Der Erfolg sei auch eine Bestätigung ihres Kurses, erklärt Lang: «Genau darum geht es uns, wir wollen etwas wagen für die Gesellschaft, wie schon auch bei der Gründung der Stiftung selber.» Dabei helfe ihnen ihr Gottvertrauen: «Der Glaube an einen Schöpfergott, der alles möglich macht, gibt uns Mut und Zuversicht.» Beides habe es nicht nur 1993 gebraucht, sondern auch heute noch.
Eine ganze Kaderstufe aufgehoben
Die letzten Jahre waren auch für den «Wendepunkt» eine Herausforderung, nicht nur wegen Corona, erzählt Lang. So waren gerade etwa die Tochterfirmen von massiv steigenden Holzpreisen betroffen. Weiter gab es auch Lieferengpässe, so Lang, und auch den Fachkräftemangel spüre die Stiftung. Auch deshalb will sie sich als attraktiver Arbeitgeber positionieren: «Das schaffen wir vor allem mit der Sinnhaftigkeit, die gerade bei jüngeren Generationen ein grösseres Thema ist. Da können und wollen wir punkten, denn das, was wir hier machen, ist sinnhaftig und nachhaltig, wir investieren in Menschen.»

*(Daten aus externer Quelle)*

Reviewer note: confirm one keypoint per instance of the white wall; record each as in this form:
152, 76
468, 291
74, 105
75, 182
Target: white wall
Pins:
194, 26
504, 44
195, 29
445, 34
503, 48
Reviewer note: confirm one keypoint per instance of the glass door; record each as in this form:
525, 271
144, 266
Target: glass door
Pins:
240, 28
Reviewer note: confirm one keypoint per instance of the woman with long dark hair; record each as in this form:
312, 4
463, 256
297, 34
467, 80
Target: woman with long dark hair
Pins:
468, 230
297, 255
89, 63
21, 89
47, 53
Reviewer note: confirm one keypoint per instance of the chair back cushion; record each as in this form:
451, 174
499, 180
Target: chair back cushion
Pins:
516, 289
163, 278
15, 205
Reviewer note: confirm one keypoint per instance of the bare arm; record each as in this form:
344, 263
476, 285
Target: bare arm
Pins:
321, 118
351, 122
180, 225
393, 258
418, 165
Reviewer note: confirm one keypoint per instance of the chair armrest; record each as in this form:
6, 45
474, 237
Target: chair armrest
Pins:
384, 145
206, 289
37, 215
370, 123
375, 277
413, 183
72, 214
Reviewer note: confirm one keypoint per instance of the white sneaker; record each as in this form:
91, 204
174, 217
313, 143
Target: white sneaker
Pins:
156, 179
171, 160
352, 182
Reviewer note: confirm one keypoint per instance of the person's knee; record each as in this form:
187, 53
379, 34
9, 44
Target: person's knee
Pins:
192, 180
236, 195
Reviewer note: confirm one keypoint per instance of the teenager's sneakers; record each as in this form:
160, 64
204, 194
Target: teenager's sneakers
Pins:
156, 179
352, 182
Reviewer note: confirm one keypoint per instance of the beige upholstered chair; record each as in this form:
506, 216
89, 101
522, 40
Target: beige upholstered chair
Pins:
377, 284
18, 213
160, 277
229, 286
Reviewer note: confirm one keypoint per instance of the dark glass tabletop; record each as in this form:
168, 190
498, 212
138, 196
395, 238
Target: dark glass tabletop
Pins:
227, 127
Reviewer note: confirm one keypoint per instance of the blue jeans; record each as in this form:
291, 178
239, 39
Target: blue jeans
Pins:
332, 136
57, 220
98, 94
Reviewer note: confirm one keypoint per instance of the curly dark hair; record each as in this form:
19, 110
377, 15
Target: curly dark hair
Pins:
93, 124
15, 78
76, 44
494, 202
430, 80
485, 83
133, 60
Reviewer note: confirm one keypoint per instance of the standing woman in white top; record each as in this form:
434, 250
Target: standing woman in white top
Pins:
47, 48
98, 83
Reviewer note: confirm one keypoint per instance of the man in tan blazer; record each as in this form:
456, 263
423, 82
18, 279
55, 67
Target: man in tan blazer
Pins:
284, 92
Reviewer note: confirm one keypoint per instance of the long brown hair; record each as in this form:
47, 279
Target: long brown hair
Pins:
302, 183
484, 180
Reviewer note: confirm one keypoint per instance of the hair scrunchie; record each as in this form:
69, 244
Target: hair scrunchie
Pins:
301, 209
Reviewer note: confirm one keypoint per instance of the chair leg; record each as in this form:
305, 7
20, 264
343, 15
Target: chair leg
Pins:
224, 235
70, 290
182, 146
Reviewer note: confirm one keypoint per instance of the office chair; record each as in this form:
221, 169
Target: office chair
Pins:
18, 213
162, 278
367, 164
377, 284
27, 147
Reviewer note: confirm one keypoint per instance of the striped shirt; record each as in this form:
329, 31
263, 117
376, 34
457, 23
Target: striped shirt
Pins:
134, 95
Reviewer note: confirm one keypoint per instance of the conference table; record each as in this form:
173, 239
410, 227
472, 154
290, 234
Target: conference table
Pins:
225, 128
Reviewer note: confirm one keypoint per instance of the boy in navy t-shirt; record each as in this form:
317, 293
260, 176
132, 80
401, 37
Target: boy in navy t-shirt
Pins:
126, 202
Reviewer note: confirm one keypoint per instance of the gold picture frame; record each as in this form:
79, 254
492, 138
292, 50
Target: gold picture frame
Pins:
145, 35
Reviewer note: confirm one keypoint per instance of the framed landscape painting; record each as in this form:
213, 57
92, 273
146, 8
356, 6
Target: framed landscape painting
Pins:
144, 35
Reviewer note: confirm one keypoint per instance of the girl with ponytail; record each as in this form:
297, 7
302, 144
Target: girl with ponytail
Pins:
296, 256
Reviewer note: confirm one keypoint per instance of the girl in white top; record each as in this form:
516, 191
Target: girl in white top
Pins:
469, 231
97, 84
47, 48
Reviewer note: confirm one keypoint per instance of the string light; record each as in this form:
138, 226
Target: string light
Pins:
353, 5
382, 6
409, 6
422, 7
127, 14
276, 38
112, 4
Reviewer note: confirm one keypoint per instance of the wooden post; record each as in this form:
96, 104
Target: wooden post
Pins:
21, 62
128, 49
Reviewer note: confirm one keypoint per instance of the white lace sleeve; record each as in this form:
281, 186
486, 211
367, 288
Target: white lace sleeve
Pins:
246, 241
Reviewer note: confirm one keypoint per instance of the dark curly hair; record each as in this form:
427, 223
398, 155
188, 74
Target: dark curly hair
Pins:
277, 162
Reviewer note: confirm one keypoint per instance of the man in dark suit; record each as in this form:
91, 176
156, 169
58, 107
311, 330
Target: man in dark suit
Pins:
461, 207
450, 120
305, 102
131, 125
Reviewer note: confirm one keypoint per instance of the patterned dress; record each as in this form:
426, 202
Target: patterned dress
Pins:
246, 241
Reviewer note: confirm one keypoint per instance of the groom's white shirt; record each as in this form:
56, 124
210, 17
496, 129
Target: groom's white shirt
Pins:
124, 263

Weiter zu schaffen macht der Stiftung die historisch tiefe Arbeitslosigkeit, denn gibt es weniger Arbeitslose, sinkt die Nachfrage bei den Job-Coachings und Stellenvermittlungen im Wendepunkt. Auch deshalb habe sich die Stiftung kürzlich einer Reorganisation unterzogen: «Wir haben zum Beispiel unsere Overhead-Kosten reduziert, indem wir die Geschäftsleitung verkleinert haben. Zudem haben wir die mittlere Kaderstufe in unserem Betrieb wo möglich aufgehoben.»
Umschulungen werden in Zukunft immer wichtiger
Derweil steht im Wendepunkt auch in Zukunft Neues an. Ein Projekt, welches die Stiftung in der nächsten Zeit ins Auge fassen will, lautet laut Lang auf den Namen «Sozialmanufaktur»: «Da spielt das Thema Food-Waste hinein, die regionale Nahrungsmittelproduktion, die Verarbeitung und der Weiterverkauf.»
Ein weiteres Angebot wird schon bald relevant, ist sich Lang sicher: «Weil der Fachkräftemangel so gross ist, rechnen wir damit, dass, auch wenn die Arbeitslosigkeit wieder steigt, ein Teil der Stellensuchenden umgehend wieder beschäftigt werden kann.» Dafür seien einige Voraussetzungen nötig: «Um diese Beweglichkeit der Stellensuchenden zu ermöglichen, werden Umschulungen in Zukunft deutlich wichtiger.» Gerade auch im Büro-Bereich und in der Industrie, wo derzeit die Digitalisierung Einzug hält und deshalb Stellen wegfallen, will sich die Stiftung zukünftig stärker engagieren: «Da sind wir mit dem Kanton und mit den Wirtschaftsverbänden im Gespräch und wollen Lösungen erarbeiten.»